The number of Americans who moved hit an all-time low in 2020-21, according to data from the Census Bureau. 

The COVID-19 pandemic didn’t alter overall migration trends — cities lost people, suburbs gained people — but it did mute them.

The Pew Research Center says: 

Only 8% of Americans – 26.5 million people – moved from one U.S. home to another between March 2020 and March 2021, according to data from the Census Bureau’s Current Population Survey. The 2020 rate and number were the lowest since the federal government began reporting data in 1948.

The decline in U.S. domestic migration had an impact on all types of communities – cities, suburbs and rural areas, according to a Pew Research Center analysis that compared data for movers in 2020 with data for movers in 2016-2018.

The pandemic year of 2020 continued the same pre-pandemic pattern of net migration gain or loss for cities and suburban areas. More people moved out of U.S. cities than moved into them, while suburbs had more people moving in from other U.S. communities than out.
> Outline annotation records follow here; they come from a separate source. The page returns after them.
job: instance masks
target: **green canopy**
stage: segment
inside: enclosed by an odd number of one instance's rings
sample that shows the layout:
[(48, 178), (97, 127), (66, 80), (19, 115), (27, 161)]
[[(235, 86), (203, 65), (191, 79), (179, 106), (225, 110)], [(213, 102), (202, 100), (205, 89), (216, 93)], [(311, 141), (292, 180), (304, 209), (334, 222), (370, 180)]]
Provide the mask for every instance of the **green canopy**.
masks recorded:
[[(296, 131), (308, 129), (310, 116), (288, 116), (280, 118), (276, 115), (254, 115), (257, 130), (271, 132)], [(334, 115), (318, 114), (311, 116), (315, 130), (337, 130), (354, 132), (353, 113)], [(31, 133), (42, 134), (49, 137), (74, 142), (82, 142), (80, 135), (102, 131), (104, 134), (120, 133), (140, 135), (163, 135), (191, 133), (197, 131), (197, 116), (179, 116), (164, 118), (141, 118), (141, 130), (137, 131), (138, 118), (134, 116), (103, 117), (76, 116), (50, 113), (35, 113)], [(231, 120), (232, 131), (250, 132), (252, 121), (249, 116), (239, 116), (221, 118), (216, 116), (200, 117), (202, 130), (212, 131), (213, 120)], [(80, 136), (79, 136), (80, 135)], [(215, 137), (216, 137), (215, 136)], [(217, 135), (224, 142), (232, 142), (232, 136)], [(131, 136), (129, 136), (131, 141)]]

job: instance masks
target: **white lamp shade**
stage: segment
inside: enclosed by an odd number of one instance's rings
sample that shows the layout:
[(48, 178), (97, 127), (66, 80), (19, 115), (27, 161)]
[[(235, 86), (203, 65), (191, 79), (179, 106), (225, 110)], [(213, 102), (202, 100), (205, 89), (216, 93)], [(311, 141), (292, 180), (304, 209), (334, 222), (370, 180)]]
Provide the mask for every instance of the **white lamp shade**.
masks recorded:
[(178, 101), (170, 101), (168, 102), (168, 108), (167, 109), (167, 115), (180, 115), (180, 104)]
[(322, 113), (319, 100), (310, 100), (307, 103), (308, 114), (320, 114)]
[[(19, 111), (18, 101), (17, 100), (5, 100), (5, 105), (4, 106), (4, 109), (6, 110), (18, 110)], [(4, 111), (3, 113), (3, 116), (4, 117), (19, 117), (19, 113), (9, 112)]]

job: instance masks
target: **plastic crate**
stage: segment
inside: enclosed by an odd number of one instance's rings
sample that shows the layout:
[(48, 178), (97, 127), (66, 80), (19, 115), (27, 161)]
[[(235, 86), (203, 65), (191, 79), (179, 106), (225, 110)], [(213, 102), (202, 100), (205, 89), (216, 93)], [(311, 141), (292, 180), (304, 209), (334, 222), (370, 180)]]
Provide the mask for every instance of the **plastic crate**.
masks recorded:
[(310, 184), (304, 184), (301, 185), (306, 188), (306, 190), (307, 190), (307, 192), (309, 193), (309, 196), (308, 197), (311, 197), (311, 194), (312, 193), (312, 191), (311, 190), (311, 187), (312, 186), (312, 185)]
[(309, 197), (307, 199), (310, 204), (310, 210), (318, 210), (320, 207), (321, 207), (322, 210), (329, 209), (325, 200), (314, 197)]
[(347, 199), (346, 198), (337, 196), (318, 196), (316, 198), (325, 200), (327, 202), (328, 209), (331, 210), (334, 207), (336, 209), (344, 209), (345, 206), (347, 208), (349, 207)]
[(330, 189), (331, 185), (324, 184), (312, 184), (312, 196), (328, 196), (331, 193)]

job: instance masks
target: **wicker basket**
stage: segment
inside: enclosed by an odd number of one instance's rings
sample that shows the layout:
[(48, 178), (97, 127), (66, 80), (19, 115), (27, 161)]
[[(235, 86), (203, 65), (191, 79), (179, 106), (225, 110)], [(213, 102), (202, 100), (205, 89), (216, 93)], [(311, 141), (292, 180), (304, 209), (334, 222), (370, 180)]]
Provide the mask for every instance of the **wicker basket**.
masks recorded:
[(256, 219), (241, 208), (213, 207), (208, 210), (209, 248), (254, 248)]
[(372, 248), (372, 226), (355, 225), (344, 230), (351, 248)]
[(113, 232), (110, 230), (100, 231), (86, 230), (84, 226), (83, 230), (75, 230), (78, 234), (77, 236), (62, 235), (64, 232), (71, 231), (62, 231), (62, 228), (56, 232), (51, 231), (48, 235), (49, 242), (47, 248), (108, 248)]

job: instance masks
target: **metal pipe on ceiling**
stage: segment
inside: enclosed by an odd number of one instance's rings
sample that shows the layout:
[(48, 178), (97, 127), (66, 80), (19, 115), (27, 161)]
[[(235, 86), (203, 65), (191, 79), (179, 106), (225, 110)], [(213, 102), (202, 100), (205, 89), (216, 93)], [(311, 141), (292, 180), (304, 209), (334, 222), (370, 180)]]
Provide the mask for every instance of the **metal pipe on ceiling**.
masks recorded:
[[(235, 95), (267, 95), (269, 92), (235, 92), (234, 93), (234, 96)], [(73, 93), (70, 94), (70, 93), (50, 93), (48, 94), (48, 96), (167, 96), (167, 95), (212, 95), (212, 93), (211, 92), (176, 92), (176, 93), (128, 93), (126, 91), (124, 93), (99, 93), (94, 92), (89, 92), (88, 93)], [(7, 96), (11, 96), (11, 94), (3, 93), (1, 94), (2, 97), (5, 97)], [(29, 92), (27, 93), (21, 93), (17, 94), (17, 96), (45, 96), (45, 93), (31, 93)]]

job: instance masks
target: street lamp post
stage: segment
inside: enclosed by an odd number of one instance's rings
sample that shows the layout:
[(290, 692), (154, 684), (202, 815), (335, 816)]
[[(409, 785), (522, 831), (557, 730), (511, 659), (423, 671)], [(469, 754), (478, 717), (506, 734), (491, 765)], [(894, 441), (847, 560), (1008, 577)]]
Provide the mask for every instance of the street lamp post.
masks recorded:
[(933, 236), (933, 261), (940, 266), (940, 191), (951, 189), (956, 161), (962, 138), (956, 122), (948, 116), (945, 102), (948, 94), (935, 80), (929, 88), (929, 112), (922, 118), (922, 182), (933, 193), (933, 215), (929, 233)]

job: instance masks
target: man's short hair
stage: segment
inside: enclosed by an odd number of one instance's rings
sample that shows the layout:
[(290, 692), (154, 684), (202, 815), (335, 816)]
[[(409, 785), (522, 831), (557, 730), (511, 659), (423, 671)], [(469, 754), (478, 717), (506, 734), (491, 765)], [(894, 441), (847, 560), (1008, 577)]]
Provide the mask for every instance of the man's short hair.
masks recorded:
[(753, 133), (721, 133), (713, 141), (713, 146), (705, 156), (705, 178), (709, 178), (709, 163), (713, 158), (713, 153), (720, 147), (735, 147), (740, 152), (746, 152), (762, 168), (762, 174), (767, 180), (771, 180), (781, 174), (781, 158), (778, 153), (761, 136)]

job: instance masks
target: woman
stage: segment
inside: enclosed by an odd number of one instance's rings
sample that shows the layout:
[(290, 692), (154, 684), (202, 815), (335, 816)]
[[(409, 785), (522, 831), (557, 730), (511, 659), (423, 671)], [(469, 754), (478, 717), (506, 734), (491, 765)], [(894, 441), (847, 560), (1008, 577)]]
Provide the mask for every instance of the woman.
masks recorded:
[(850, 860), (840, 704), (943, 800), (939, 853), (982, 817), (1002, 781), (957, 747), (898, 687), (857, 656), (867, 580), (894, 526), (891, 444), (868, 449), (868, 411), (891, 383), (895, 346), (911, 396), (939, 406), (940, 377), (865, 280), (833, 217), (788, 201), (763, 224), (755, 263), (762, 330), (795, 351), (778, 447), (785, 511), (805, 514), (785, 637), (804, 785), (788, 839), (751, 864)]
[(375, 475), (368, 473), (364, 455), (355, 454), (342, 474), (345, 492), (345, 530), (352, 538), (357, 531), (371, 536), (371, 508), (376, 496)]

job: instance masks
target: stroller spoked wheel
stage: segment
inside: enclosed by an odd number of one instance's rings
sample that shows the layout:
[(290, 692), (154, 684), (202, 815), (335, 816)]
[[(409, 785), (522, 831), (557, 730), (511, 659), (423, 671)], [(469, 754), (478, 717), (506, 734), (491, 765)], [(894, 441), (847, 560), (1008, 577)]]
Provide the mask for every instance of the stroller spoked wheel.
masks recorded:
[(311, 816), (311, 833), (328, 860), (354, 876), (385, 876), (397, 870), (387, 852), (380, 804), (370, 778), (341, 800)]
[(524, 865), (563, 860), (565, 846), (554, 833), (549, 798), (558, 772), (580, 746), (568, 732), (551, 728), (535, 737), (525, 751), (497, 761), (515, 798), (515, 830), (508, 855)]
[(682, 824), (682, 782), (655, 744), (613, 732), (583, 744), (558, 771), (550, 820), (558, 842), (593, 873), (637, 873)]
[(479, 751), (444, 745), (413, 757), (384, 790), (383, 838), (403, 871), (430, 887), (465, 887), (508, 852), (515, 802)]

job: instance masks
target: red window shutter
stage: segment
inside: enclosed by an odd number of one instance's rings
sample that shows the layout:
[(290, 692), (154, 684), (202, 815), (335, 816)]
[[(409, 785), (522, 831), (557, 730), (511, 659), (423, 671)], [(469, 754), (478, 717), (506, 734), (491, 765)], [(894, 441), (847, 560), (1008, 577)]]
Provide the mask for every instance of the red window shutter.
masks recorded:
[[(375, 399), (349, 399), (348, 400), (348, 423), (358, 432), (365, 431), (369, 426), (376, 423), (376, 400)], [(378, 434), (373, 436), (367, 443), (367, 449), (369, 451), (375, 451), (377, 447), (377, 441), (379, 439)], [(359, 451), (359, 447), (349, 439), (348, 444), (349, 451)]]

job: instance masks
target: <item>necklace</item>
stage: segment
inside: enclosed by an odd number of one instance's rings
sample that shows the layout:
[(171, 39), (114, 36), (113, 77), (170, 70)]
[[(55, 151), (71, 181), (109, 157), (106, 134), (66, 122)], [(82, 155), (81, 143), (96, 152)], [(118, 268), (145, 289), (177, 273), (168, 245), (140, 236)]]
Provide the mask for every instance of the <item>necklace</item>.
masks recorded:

The net flow for rural areas did not indicate strong movement in either direction in 2016-2018, while more people moved out of rural areas than moved into them in 2020.

In 2020, fewer people moved out of cities than in the pre-pandemic years, according to the census data. Overall, 4.9 million Americans left cities for suburbs or rural areas, compared with an annual average of 5.4 million who did so before the pandemic. An additional 2.9 million moved into cities from suburbs or rural areas in 2020, compared with an annual average of 3.1 million for 2016-2018.